With all due respect, it is very confusing for the following reasons:
1) Cash receipts are deposits so one would think they ought to increase a cash account
2) Cash receipts generally come from customers in Quickbooks, not vendors (you pay money to vendors)
3) Cash receipts generally get posted to revenue accounts, not expense accounts
4) Increasing petty cash by decreasing revenue is a very odd entry and would generally only be used to correct an entry that was made in error
If you are certain that you simply need to decrease revenue and increase petty cash, you can make a journal entry (debit petty cash, credit revenue) following these instructions:
If I assume you recorded expenses against petty cash, thereby reducing petty cash, and are now trying to restore a $0 balance in petty cash, this maybe makes a little more sense.
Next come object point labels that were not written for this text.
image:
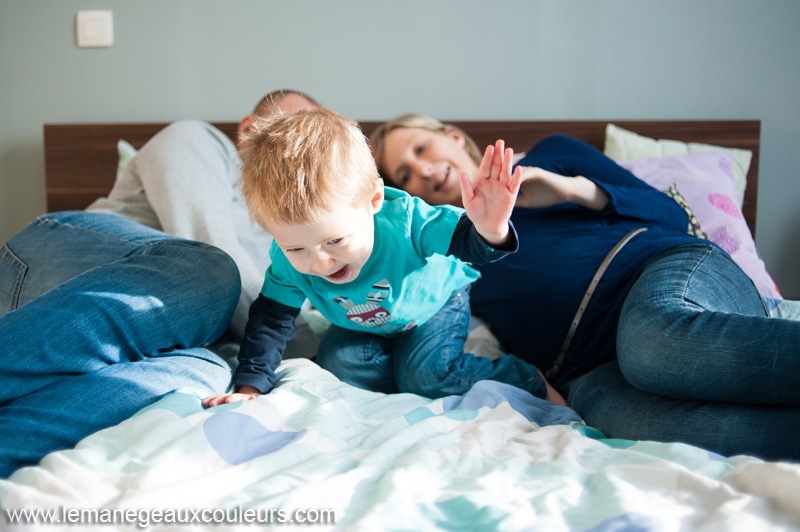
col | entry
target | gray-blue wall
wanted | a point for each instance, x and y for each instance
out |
(371, 59)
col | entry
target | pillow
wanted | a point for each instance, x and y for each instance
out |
(624, 145)
(125, 153)
(705, 180)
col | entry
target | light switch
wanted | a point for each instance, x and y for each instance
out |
(95, 29)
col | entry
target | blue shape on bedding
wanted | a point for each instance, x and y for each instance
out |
(238, 437)
(492, 394)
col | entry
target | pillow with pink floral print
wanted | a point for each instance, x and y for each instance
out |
(705, 180)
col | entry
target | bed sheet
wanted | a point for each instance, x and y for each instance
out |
(495, 458)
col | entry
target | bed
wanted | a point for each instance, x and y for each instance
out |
(324, 454)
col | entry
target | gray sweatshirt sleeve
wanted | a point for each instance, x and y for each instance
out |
(185, 182)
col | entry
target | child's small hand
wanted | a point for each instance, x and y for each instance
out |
(491, 199)
(243, 393)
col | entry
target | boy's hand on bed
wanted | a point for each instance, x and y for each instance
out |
(490, 200)
(243, 393)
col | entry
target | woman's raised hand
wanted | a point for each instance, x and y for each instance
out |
(490, 200)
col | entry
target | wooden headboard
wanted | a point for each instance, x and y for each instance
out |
(81, 159)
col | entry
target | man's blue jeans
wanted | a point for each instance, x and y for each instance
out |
(428, 360)
(698, 361)
(99, 317)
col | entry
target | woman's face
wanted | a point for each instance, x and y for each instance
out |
(427, 163)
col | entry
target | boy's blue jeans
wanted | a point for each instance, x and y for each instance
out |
(428, 360)
(698, 361)
(99, 317)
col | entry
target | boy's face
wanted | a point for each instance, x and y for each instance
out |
(336, 247)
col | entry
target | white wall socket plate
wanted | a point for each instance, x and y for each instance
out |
(95, 29)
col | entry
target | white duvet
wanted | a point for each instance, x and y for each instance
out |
(319, 454)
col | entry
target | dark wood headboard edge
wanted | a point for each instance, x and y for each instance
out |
(81, 159)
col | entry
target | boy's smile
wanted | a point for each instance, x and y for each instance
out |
(334, 248)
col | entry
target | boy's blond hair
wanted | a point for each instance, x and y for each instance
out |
(296, 166)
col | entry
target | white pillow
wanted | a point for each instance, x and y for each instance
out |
(125, 153)
(624, 145)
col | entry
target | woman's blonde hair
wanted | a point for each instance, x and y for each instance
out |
(296, 165)
(378, 137)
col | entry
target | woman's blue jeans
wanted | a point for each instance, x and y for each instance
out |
(99, 317)
(698, 361)
(428, 360)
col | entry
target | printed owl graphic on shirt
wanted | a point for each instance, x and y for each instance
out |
(369, 314)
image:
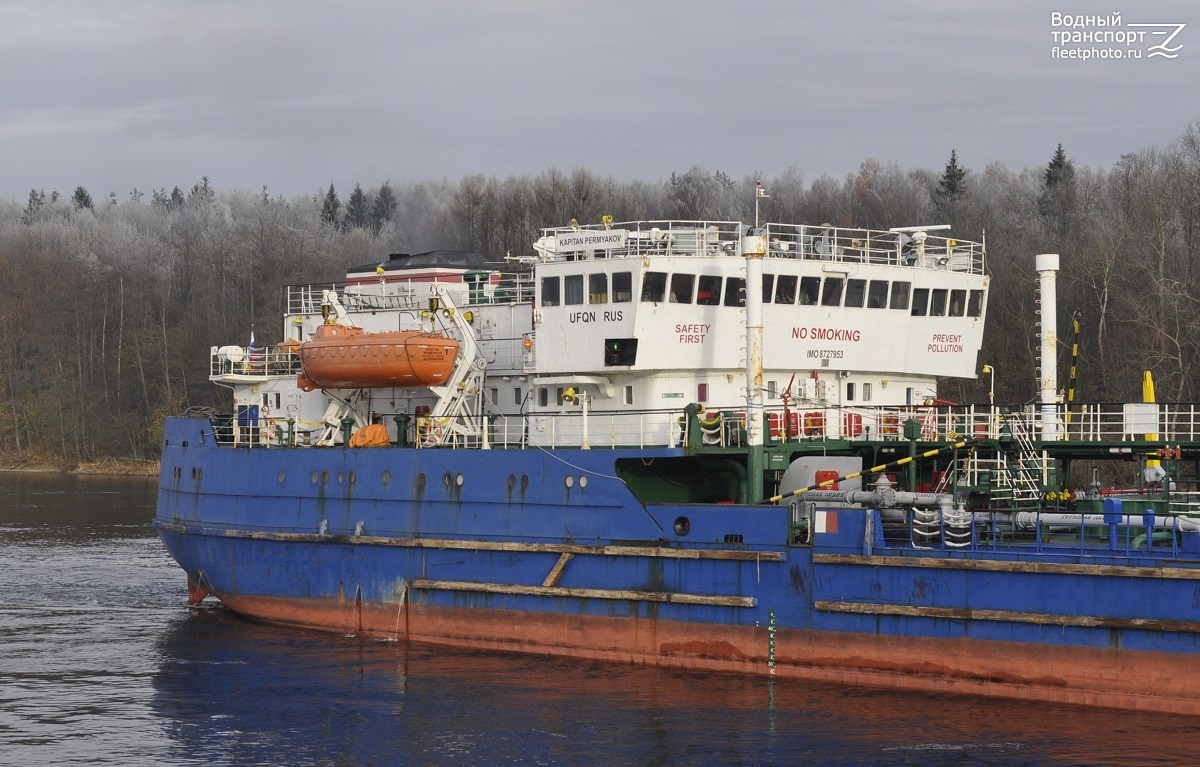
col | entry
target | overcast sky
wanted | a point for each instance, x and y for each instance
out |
(123, 94)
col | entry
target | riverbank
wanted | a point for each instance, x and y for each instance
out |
(111, 467)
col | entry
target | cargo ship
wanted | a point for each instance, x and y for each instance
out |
(699, 444)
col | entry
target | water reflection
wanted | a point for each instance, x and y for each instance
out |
(234, 691)
(102, 663)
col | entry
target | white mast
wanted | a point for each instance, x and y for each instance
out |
(1047, 265)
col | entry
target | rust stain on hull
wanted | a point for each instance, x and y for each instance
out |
(1128, 679)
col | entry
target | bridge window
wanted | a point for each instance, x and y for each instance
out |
(708, 292)
(975, 304)
(550, 292)
(958, 303)
(573, 287)
(877, 294)
(735, 292)
(622, 287)
(856, 292)
(785, 289)
(598, 288)
(937, 305)
(654, 286)
(919, 301)
(832, 294)
(682, 288)
(810, 289)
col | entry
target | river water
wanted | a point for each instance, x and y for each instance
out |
(103, 663)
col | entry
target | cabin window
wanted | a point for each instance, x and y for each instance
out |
(550, 294)
(810, 291)
(958, 303)
(975, 304)
(708, 292)
(856, 292)
(573, 289)
(735, 292)
(619, 352)
(919, 301)
(832, 294)
(622, 287)
(682, 288)
(598, 288)
(654, 286)
(937, 303)
(785, 289)
(877, 294)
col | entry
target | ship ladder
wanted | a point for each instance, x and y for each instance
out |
(1025, 474)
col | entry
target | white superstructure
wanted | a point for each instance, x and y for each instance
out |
(640, 319)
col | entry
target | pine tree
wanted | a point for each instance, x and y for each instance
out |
(953, 184)
(82, 198)
(1060, 171)
(357, 215)
(34, 209)
(383, 209)
(1057, 199)
(331, 205)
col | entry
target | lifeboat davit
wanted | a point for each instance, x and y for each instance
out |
(351, 358)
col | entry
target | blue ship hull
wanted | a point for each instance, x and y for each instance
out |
(549, 551)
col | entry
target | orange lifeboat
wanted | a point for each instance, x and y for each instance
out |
(351, 358)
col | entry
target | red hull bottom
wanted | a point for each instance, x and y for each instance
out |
(1129, 679)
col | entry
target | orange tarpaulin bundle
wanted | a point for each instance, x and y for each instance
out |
(373, 436)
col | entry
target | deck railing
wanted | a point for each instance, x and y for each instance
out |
(647, 239)
(725, 427)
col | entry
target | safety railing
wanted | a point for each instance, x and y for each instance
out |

If that is the case, then the entry to restore petty cash depends on where the funds came from. If it came from the owner(s) of a business as a capital contribution, you would debit petty cash and credit owners' capital. If it came from a bank account, you would debit petty cash and credit the bank account. Again, debiting petty cash and crediting revenue is a very odd entry.
We here would love to help you. I'm guessing this hasn't yet answered your question, but perhaps we may make some progress. I will opt out so that if you respond with clarification other answers will help too (I might not be online personally). Good luck!